Earlier today, Marc Carig tweeted that the Yanks have had initial talks with Mark DeRosa’s agent, and plan to meet with him later this week. There’s certainly nothing wrong with kicking the tires on a player, however I hope the Yanks aren’t falling into the trap of thinking DeRosa is better than he actually is, something that’s plagued the MSM.
Don’t get me wrong, DeRosa is a fine player worthy of a roster spot on any team, however he’s not a three win super-sub capable of playing every position under the sun. He’s a soon-to-be 35-year-old that’s coming off wrist surgery with negative UZR/150 scores pretty much everywhere. Here’s what Keith Law had to say about DeRosa in his Top 50 Free Agents piece, in which DeRosa was ranked #44:
DeRosa is now recovering from surgery to repair a torn tendon sheath in his left wrist, an injury that contributed to an incredibly disappointing season for him after a career year in 2008. When fully healthy, he’s a useful utility player who can play four or five positions, but none of them really well enough to handle every day. The average power he developed in Texas has stayed with him through three more teams, none in parks as hitter-friendly as the Rangers’ stadium, and prior to 2009 he’d shown increased patience. He has a strong reputation for intangibles, which should keep his market fairly strong even with the injury and down year and may even have him land a starter’s salary, but if a team can grab him at a reserve’s salary there’s value to be had here.
From what I’ve seen on the interwebs, the general thought is that DeRosa could either a) replace Johnny Damon in left, or b) fill-in at a different position every day while everyone else on the team rotates at DH to stay fresh. The former sounds fine, however for the life of me, I can’t figure out why any player would accept the latter role unless he had one foot in the big leagues and one foot in independent ball. Think about it: would you want to go into work every day not knowing what you’re going to be asked to do?
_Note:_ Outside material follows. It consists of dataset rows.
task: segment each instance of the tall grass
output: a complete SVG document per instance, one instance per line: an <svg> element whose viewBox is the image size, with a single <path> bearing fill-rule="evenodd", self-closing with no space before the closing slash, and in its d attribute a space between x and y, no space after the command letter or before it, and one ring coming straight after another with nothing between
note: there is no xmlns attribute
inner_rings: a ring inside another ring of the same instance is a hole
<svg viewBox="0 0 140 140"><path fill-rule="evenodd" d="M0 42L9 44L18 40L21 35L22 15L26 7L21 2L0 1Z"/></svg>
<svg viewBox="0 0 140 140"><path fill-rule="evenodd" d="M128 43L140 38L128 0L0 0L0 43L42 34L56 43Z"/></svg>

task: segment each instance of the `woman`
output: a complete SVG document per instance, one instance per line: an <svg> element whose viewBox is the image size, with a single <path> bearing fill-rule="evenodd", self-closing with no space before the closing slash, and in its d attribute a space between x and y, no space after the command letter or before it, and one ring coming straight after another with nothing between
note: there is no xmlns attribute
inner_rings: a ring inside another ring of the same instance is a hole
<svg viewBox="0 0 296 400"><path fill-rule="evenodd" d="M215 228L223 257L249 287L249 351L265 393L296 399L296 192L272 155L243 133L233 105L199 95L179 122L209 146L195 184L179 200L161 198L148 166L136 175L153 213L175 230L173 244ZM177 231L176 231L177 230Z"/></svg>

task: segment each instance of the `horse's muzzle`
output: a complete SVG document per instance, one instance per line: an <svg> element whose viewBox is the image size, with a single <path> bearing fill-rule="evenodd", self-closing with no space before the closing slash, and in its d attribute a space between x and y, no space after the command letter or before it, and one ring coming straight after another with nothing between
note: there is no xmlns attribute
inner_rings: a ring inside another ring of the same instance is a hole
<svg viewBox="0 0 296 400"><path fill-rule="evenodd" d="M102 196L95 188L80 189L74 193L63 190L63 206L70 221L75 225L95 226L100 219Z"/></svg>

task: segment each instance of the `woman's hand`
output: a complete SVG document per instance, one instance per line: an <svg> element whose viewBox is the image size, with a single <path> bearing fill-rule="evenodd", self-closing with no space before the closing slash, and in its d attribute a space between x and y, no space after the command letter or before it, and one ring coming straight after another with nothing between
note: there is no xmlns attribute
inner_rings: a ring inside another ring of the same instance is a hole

I don’t see why an accomplished player like DeRosa would accept a handyman role with the Yanks when other clubs will be offering full-time gigs at a set position.
As for the leftfield thing, DeRosa and Damon have actually been very close in value over the last four years, dating back to DeRosa’s breakout with Texas. Since then, DeRosa’s been a .281-.356-.448 hitter worth a total of +11.0 WAR. In his four years with the Yanks, Damon has been a .286-.363-.441 hitter worth +11.7 WAR. The raw triple-slash stats don’t account for the AL-NL difference, but WAR does. Of course, you’re not getting the last four years of either player. You’re getting the next year or two of them.
DeRosa is coming off wrist surgery, which I already mentioned a few times, and that generally saps a player’s power for a year or so. He’s also swinging at more pitches out of the zone (19.5% in 2007, 20.9% in 2008, 23.5% in 2009), and (not coincidently) he’s also making contact on a fewer percentage of the swings he takes (82.5%, 79.3%, 77.9% in those three years, respectively). Moving to the AL East, where power pitchers are plentiful, could lead to further regressing from DeRosa.
Meanwhile, we basically know what Damon is. He probably won’t ever be as good as he was last year again, however it’s not unreasonable to think he could maintain the ~.360 OBP and ~.445 SLG he posted in his three other years as a Yankee. His defense in left if awful, but DeRosa’s is nothing special, checking in at -1.1 UZR/150 in barely 400 career innings played in left. Sometimes the devil you know is better than the devil you don’t, even if the devil you don’t know is a gritty gamer that plays the game the right way.
DeRosa is reportedly looking for three years at $9M each, which should be an absolute no-no. The Yankees have no need to lock themselves into a player’s decline years for that long at that price, especially when there are equally qualified candidates available. However, as Erik Manning noted this morning, the Chone Figgins and Placido Polanco deals set DeRosa’s price tag in that range. Like I said earlier, I have no problem with the Yanks kicking the tires on DeRosa. In fact, I love it. It’ll drive up the price for whoever does sign him. However, I don’t want to see the Yanks bring him in and expect him to produce at an above-average pace, regardless of where they stick him on the field.